It was a Friday night and my brand-new health dashboard had an opinion.
In a tidy little card, glowing red, it announced: “More steps strongly correlates with WORSE sleep (r = -0.61).”
I stared at it. So the cure for insomnia is… sitting still? Cool. Great. I’d just spent a weekend wiring up Postgres, a correlation engine, and a slick dark UI to discover that exercise is bad for you.
The number was real. The correlation was real. The conclusion was complete garbage. And it took me an embarrassingly long evening to figure out why.
The investigation
The setup was simple. Four metrics per day — steps, sleep hours, resting heart rate, weight — pulled from the tracker’s export into a table. The engine did the obvious thing: loop over every pair of columns, run a Pearson correlation, sort by absolute value, surface the “strongest findings.”
First I assumed a bug. Sign flipped somewhere, units crossed, a join gone sideways. I pulled the raw rows.
SELECT day, steps, sleep_hours, resting_hr
FROM health_daily
ORDER BY day DESC
LIMIT 10;
The data was fine. High-step days really did have less sleep. The math wasn’t lying. The math was just answering a dumber question than I thought I’d asked.
Then I noticed the pattern in the rows. The big-step / bad-sleep days clustered. They were the days I remembered — the chaotic ones. Travel days. Deadline days. The days I was on my feet because everything was on fire.
The “aha”
There was a third variable sitting in the middle of the whole thing, and I’d never measured it: a stressful day.
A busy, stressful day makes me walk more (running around, pacing, errands) AND sleep worse (wired, late, anxious). Steps and sleep don’t touch each other. They’re both just symptoms of the same hidden cause.
┌──────────────────────┐
│ STRESSFUL DAY │ <- the thing I never logged
│ (the confounder) │
└─────────┬────────────┘
│
┌───────────┴───────────┐
▼ ▼
┌────────────┐ ┌──────────────┐
│ + STEPS │ ????? │ - SLEEP │
└────────────┘ <-----> └──────────────┘
no actual arrow between these two
The engine drew the dotted line at the bottom and called it a discovery. It had no idea the box at the top even existed.
And it got worse. With only a few weeks of data, every correlation was riding on a tiny sample — a couple of weird days could swing r wildly. On top of that I was testing every pair: 4 metrics is 6 comparisons, and the more pairs you test, the more likely pure noise hands you a juicy-looking number. Test enough things and “significant” findings appear for free.
Confounders, tiny samples, and many comparisons. Three different ways to manufacture confident nonsense, all firing at once.
The fix
I stopped trusting the engine and started guarding it. Four changes.
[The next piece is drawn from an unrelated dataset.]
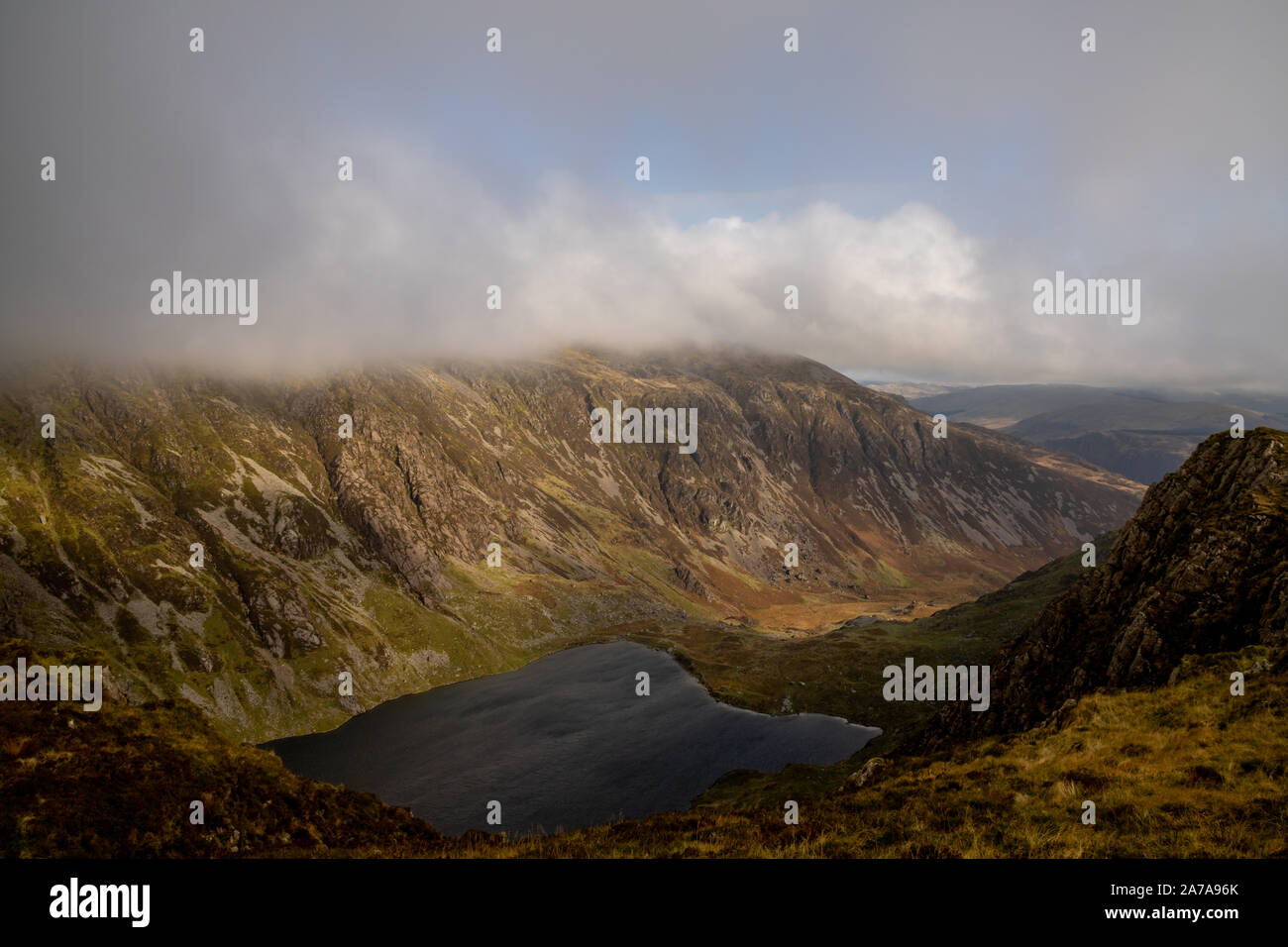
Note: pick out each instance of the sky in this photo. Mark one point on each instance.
(518, 169)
1. Require a real sample size. No pair gets reported under a floor.
MIN_N = 21 # three weeks minimum before we say a word
if pair.n < MIN_N:
pair.verdict = "insufficient_data"
continue
2. Correct for multiple comparisons. If you test 6 pairs, a raw p < 0.05 means almost nothing. Hold them all to a stricter bar.
from statsmodels.stats.multitest import multipletests
pvals = [p.pvalue for p in pairs]
reject, p_adj, _, _ = multipletests(pvals, alpha=0.05, method="holm")
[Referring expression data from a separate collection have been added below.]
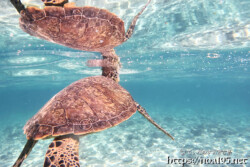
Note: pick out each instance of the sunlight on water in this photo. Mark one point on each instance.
(187, 63)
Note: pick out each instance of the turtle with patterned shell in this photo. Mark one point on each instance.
(88, 105)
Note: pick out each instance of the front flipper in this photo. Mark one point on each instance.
(63, 152)
(145, 114)
(26, 150)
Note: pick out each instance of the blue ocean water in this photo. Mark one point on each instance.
(187, 64)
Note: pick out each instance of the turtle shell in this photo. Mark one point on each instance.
(88, 105)
(83, 28)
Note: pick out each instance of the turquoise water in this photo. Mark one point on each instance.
(187, 64)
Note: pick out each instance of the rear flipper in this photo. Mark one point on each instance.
(145, 114)
(63, 152)
(18, 5)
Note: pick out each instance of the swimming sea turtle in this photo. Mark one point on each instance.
(83, 28)
(86, 106)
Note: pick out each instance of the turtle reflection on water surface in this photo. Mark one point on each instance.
(88, 105)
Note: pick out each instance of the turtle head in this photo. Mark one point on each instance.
(55, 2)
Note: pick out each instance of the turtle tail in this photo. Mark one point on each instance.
(145, 114)
(24, 154)
(63, 151)
(110, 64)
(18, 5)
(132, 25)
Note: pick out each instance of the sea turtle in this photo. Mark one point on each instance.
(90, 104)
(84, 28)
(86, 106)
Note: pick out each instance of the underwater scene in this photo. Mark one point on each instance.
(187, 63)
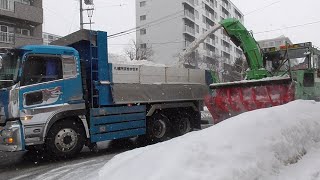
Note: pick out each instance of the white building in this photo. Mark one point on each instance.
(48, 38)
(171, 25)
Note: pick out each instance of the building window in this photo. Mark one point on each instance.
(22, 31)
(143, 46)
(143, 3)
(271, 44)
(6, 34)
(197, 28)
(143, 17)
(143, 31)
(196, 13)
3. Control for the obvious third variable. Partial correlation: hold the suspected confounder fixed and see if anything survives.
import pingouin as pg
# does steps-vs-sleep survive once we account for a stress proxy?
result = pg.partial_corr(
data=df, x="steps", y="sleep_hours", covar="stress_proxy"
)
# the -0.61 collapsed toward zero once stress was held constant
4. Relabel the output. The card no longer says “correlates with.” It says “possible link — investigate.” Every finding ships as a hypothesis, never a verdict.
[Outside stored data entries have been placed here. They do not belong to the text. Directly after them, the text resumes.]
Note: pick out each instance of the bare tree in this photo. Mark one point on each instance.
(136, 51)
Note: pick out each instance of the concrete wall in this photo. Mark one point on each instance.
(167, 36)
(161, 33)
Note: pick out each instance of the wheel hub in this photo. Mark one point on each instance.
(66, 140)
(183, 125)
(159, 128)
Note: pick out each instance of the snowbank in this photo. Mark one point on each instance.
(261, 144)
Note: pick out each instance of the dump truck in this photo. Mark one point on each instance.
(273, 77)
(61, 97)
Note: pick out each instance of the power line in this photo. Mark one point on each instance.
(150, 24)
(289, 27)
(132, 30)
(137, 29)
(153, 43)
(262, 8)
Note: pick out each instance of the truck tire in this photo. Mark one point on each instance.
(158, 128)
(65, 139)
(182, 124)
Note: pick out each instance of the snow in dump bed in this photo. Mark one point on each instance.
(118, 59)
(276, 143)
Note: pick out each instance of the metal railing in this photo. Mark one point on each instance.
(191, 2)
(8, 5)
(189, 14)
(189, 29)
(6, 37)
The steps/sleep “finding” failed three of the four gates and got demoted to a quiet maybe. Exactly where it belonged.
Why it happened
Because a correlation engine is a confidence machine with no judgment. It will faithfully compute a number for any two columns you hand it and present that number with the same authority whether it’s bedrock truth or coincidence between two symptoms of a Tuesday from hell.
The math was never wrong. My question was. “Are these two columns correlated?” is trivial. “Does one affect the other?” is a completely different question the engine was never equipped to answer — and I let the pretty red card pretend it had.
Takeaways
- Correlation engines on personal data manufacture convincing nonsense. A real
rwith a fake meaning looks identical to a true insight on a dashboard. - Hunt the confounder first. If two things correlate, ask what unmeasured third thing could be driving both before you believe either causes the other.
- Tiny samples lie loudly. A handful of weird days can swing a correlation hard. Set a minimum-N floor and enforce it in code.
- Testing many pairs guarantees false hits. Correct for multiple comparisons (Holm, Bonferroni, FDR) or you’ll “discover” links that are pure noise.
- Ship correlations as hypotheses, never conclusions. Label the output “investigate,” not “proven.” Your dashboard’s job is to point, not to swear.